You could argue that most social networking sites are basically dating agencies for people who don't want to join dating agencies. But this actually is a dating service, with Web 2.0 features. Besides the usual profile stuff, the site claims to learn your likes and dislikes and suggest likely dates based on that, rather than just going by a questionnaire system.
"Mini Mags on your Mobile" is the sell-line, which just about sums it up. You download the Mobizines reader application to your phone, then sign up for various mags, to get a regular supply of content. Parent company Refresh Mobile has signed up an impressive stable of media already, including the BBC, Glamour magazine, Holy Moly and GQ. If all the mobile operators get round to scrapping data charges, this could take off. Read an interview.
Matchmaking for jobs, giving recruitment a Web 2.0 spin with a service matching jobseekers with positions. I like the way it moves away from CVs as the basis for any application, the fact that the search function is pretty powerful, and especially its eBay-style ratings system, which is a novel touch for a recruitment site.
Having finally got into Last.fm last week, I'm really taken by Sleevenotez, a website that bungs real-time information around what you're listening to on Last.fm, including biographies from Wikipedia, photos from Flickr, videos from YouTube, discographies from Musicbrainz, and lyrics from Lyrc.com.ar. They call it "virtual packaging", and while it won't stop vinyl snobs banging on about the commoditisation of digital music, it's a slick and useful service.
Originally pitched as a "Brit YouTube", with the theory that people will be more likely to come back regularly if they're presented with more culturally relevant videos (I think this may be code for binge drinking and football). You can probably argue with that premise, but there's enough in SelfcastTV – including its relationship with sister firm Blinkx - to make it worth watching in 2007. Read an interview.
Sounds a bit like posh pronunciation of yoghurt, but this is actually a remote-access application that lets people see, share and take control of each other's screen and applications, with live messaging alongside it. Its promise to be easy to use is the key thing here: if you really don't need 20 years' IT experience and a bum-bag/utility belt to make head or tail of it, this could be great.
I'm not quite sure what to make of this mobile sharing service. It provides you with tools to convert videos, music and photos to mobile-friendly formats, then 1GB of space to store them online AND share them with other people. The top-rated games available for download are all commercial games, which seems a bit strange – do the publishers get paid for these downloads? – but the overall concept is a fun one.

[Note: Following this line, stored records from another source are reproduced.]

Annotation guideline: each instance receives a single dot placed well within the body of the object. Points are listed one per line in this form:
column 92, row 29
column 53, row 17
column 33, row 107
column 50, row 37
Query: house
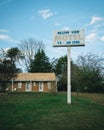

Another social networking community, but this one has a strong angle – it's built around mentoring. So the idea is you can sign up to find a mentor, and get their advice on your lifestyle, job or whatever. Or you can become a mentor yourself, sharing your wisdom with other people. I wonder how the commercial model will evolve – will there be rewards for the best mentors, for example? One to keep an eye on, as it's still very new.